Zulip Chat Archive
Stream: general
Topic: timeout with split_ifs
Kenny Lau (Jul 28 2018 at 07:02):
import data.fin variable {n : ℕ} def fin.fall : Π i : fin (n+1), i.1 < n → fin n := λ i h, ⟨i.1, h⟩ def fin.descend (pivot : fin (n+1)) : Π i : fin (n+1), i ≠ pivot → fin n := λ i H, if h : i.1 < pivot.1 then i.fall (lt_of_lt_of_le h $ nat.le_of_lt_succ pivot.2) else i.pred (λ H1, H $ by subst H1; replace h := nat.eq_zero_of_le_zero (le_of_not_gt h); from fin.eq_of_veq h.symm) def fin.ascend (pivot : fin (n+1)) : Π i : fin n, fin (n+1) := λ i, if i.1 < pivot.1 then i.raise else i.succ @[simp] lemma fin.descend_ascend (pivot : fin (n+1)) (i : fin n) (H : pivot.ascend i ≠ pivot) : pivot.descend (pivot.ascend i) H = i := begin unfold fin.descend fin.ascend, split_ifs -- (deterministic) timeout end
Kenny Lau (Jul 28 2018 at 07:02):
I've used split_ifs quite a lot but it just happens to timeout here
Kevin Buzzard (Jul 28 2018 at 07:34):
begin unfold fin.descend fin.ascend, have P := (ite (i.val < pivot.val) (fin.raise i) (fin.succ i)).val < pivot.val, let dP : decidable P := by apply_instance, -- fails
Is P decidable? It looks decidable to me.
Kenny Lau (Jul 28 2018 at 07:34):
it should be decidable
Kenny Lau (Jul 28 2018 at 07:34):
but Lean is not very intelligent
Kevin Buzzard (Jul 28 2018 at 07:35):
Is there some missing instance decidable.dite?
Kevin Buzzard (Jul 28 2018 at 07:54):
Is there some missing instance
decidable.dite?
P is just the statement that some nat is less than some other nat, right? But example (a b : ℕ) : decidable (a < b) := by apply_instance works fine
Kevin Buzzard (Jul 28 2018 at 08:00):
Oh I'm being an idiot.

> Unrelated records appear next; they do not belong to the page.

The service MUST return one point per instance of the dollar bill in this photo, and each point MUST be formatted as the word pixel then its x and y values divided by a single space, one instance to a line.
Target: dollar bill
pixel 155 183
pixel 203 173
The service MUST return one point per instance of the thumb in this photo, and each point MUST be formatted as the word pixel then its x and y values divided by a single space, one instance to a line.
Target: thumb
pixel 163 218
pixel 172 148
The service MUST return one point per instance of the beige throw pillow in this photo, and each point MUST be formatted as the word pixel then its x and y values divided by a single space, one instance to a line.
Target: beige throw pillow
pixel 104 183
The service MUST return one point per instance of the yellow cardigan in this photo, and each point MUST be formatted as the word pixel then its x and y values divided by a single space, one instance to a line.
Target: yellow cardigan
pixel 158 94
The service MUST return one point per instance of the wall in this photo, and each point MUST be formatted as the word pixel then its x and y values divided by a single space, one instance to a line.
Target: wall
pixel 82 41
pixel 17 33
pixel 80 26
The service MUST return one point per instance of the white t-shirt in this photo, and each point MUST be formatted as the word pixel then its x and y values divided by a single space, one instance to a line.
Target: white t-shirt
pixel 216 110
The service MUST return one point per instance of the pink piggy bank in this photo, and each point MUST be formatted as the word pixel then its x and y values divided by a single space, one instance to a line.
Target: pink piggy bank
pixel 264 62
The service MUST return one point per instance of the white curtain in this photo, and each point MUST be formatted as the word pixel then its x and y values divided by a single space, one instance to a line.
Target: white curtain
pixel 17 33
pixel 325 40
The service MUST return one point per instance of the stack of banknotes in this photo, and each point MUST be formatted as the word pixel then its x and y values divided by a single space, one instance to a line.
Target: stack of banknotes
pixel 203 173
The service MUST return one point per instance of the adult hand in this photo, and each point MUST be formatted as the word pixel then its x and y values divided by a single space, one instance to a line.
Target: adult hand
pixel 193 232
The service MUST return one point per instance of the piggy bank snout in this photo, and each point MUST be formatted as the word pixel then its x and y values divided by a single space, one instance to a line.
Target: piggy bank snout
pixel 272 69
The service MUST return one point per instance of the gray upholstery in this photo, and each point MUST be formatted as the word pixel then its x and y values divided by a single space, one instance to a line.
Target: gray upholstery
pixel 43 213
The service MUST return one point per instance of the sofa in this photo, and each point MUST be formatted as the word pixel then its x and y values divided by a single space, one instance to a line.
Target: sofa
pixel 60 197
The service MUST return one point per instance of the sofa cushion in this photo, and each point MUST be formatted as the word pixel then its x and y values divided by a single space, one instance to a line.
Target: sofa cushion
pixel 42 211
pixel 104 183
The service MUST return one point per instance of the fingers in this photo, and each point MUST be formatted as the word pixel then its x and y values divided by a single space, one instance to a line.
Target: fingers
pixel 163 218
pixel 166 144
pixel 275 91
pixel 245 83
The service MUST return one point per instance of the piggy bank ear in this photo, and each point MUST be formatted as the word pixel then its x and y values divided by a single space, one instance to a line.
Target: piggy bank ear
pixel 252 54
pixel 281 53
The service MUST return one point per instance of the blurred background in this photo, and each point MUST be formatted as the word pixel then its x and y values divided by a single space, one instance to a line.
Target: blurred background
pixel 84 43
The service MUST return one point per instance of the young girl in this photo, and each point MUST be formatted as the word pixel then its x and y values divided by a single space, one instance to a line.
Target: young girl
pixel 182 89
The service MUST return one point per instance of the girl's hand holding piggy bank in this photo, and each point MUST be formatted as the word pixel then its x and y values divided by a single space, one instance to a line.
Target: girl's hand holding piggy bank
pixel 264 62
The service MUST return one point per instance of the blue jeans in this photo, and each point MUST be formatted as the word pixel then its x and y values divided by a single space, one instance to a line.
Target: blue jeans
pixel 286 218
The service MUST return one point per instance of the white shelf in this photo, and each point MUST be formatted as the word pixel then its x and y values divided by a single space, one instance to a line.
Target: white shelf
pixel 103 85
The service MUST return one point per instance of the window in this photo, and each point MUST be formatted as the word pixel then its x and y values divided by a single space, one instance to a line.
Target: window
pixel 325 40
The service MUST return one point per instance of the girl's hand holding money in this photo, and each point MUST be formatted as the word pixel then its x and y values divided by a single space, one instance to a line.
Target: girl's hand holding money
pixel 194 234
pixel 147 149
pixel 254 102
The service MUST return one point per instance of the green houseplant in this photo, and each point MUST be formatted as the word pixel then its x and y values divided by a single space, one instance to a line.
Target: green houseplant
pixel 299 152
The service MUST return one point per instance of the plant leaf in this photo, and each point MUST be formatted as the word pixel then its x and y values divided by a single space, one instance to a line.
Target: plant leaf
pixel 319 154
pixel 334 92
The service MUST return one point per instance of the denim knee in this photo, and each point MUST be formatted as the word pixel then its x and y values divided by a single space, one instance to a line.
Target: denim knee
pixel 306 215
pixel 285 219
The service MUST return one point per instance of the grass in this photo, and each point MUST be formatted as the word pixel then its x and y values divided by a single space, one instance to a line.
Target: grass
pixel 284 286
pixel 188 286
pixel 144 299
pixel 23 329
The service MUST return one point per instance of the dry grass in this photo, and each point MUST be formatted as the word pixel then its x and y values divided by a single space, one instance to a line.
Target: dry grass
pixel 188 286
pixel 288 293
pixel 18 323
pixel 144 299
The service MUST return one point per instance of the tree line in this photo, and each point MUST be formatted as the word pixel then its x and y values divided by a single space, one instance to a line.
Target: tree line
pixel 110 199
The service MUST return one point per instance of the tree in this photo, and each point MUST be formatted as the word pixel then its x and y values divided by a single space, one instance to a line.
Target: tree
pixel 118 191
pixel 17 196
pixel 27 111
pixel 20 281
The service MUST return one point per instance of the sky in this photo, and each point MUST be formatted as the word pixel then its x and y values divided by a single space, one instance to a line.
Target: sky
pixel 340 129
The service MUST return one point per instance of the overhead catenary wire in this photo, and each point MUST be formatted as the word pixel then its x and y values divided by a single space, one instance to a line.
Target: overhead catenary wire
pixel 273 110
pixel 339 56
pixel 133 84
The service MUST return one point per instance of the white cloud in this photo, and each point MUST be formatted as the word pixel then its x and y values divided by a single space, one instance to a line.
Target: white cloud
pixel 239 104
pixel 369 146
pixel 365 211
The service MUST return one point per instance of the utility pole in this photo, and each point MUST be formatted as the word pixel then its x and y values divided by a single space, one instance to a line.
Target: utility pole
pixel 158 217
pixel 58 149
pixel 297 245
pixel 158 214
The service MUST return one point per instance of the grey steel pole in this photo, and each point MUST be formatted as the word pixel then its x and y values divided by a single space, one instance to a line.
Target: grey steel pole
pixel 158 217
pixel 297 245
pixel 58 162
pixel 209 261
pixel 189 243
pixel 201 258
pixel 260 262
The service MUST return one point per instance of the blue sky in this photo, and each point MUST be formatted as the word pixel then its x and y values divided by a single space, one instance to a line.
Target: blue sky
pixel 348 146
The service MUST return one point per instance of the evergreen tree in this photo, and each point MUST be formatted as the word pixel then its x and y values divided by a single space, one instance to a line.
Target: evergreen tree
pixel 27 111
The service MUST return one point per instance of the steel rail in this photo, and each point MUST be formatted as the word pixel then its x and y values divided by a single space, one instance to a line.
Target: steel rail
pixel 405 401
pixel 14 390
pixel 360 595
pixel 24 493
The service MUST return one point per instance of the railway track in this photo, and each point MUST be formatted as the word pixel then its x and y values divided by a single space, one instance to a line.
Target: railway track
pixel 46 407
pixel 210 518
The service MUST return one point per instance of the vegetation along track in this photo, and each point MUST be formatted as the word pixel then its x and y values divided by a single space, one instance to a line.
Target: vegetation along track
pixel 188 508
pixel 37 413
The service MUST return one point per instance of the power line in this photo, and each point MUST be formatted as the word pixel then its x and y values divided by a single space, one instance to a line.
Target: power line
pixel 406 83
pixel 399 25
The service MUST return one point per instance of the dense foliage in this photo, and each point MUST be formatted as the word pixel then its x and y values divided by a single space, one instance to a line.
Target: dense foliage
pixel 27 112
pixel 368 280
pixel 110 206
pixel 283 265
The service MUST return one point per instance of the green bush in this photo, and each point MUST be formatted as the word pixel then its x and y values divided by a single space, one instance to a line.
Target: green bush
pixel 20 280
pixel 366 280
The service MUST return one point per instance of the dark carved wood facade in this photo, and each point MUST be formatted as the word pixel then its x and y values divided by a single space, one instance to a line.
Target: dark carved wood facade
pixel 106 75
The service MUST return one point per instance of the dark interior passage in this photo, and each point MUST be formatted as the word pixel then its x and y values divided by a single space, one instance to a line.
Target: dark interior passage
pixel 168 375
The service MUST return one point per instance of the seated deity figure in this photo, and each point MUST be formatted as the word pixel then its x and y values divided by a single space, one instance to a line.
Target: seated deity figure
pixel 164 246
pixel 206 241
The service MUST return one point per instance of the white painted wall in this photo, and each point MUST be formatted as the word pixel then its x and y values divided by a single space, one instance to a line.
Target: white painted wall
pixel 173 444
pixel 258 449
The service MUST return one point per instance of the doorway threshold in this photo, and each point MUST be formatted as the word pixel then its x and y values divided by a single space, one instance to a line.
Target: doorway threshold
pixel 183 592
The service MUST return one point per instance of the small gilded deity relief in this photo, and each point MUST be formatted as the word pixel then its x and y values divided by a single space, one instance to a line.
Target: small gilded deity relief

I've used have instead of let again.
Gabriel Ebner (Jul 28 2018 at 08:15):
https://github.com/leanprover/mathlib/pull/224
Kevin Buzzard (Jul 28 2018 at 08:15):
Nice one Gabriel.
Gabriel Ebner (Jul 28 2018 at 08:16):
Apparently simp cannot simplify the second ite.
Kenny Lau (Jul 28 2018 at 08:17):
thanks
Last updated: Dec 20 2023 at 11:08 UTC